Жена ездила с ним только по выходным, и в будние дни Филипп Маркович безнаказанно наблюдал за красоткой. Он примерно знал ее расписание, обычно она выезжала минут на семь-десять раньше, и он стал выходить из дому вместе с ней. Он вежливо здоровался, девушка кивала в ответ и улыбалась. Однажды в конце лета Филипп Маркович помог ей подкачать колесо своим стареньким ручным насосом и пожурил, что она ездит без насоса, а это чревато. Девица рассмеялась и сообщила, что силы у нее не хватит не только на ручной, но и на ножной насос. Ему в голову вдруг пришла идея подарить девушке насос, то есть компрессор, тот, что от аккумулятора. Не таких уж больших денег он стоит, почему не сделать подарок симпатичной соседке? Он даже представил, как вручит его девушке, говоря, что беспокоится: вдруг у нее спустит колесо и некому будет помочь? А она зардеется смущенно, потом улыбнется и пригласит его к себе на чашку кофе. Или он сам пригласит ее в кафе… Да, так, конечно, лучше. В их тысячеквартирном доме мало кто кого знает, но искушать судьбу не стоит. Какая-нибудь любопытная старушка заметит и не преминет жене сообщить… Да, в кафе. Знакомство завяжется, можно и еще раз пригласить. А дальше? От кого-то он слышал, что теперь можно номер в гостинице снять, хоть на пару часов. Раньше такого не было… Как там предлагал разгусарившийся Ипполит Матвеич Воробьянинов любительнице вегетарианского меню? «Поедемте в номера?» Филипп Маркович усмехнулся и покачал головой. Эк меня занесло! А впрочем, чем черт не шутит, может, и до «номеров» дойдет?

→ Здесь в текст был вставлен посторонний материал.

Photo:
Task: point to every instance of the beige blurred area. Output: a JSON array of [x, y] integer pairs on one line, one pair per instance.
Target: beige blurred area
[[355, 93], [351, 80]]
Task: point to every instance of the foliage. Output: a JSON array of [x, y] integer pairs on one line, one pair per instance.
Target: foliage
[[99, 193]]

В мечтаниях и нерешительности пролетела у Филиппа Марковича осень. Уже и зиме бы пора начаться, а низкое мрачное небо все сочилось дождем. Короткие декабрьские дни больше походили на вечные сумерки.
– Хоть бы подморозило! – жаловалась Елена Федоровна. – Надоела слякоть! Хоть бы снег выпал – с ним светлее и веселее.

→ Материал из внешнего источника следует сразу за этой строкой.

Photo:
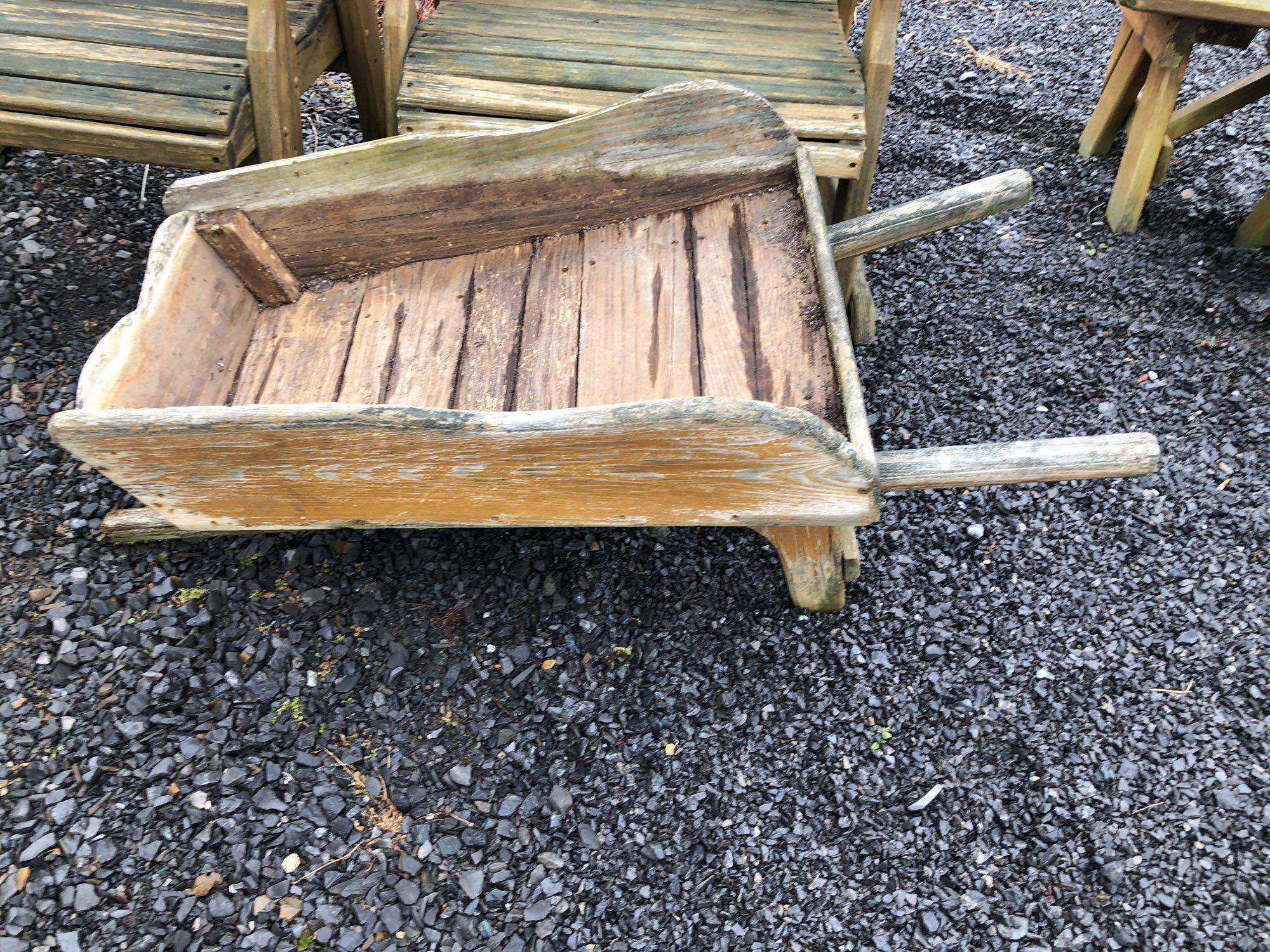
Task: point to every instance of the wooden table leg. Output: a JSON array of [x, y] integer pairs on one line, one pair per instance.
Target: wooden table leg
[[813, 558], [1255, 232], [1118, 97], [1146, 142]]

– Веселее! – качал головой Филипп Маркович. – На той неделе ночью подморозило, а утречком снежком припорошило, всего-то пару часов он шел, и что? Welcome! День жестянщика! На кольцевой пятнадцать машин сложилось!
– А потому что резину надо по календарю менять, а не когда жареный петух клюнет! – наставительно заметила жена. – Ты-то поменял, нет?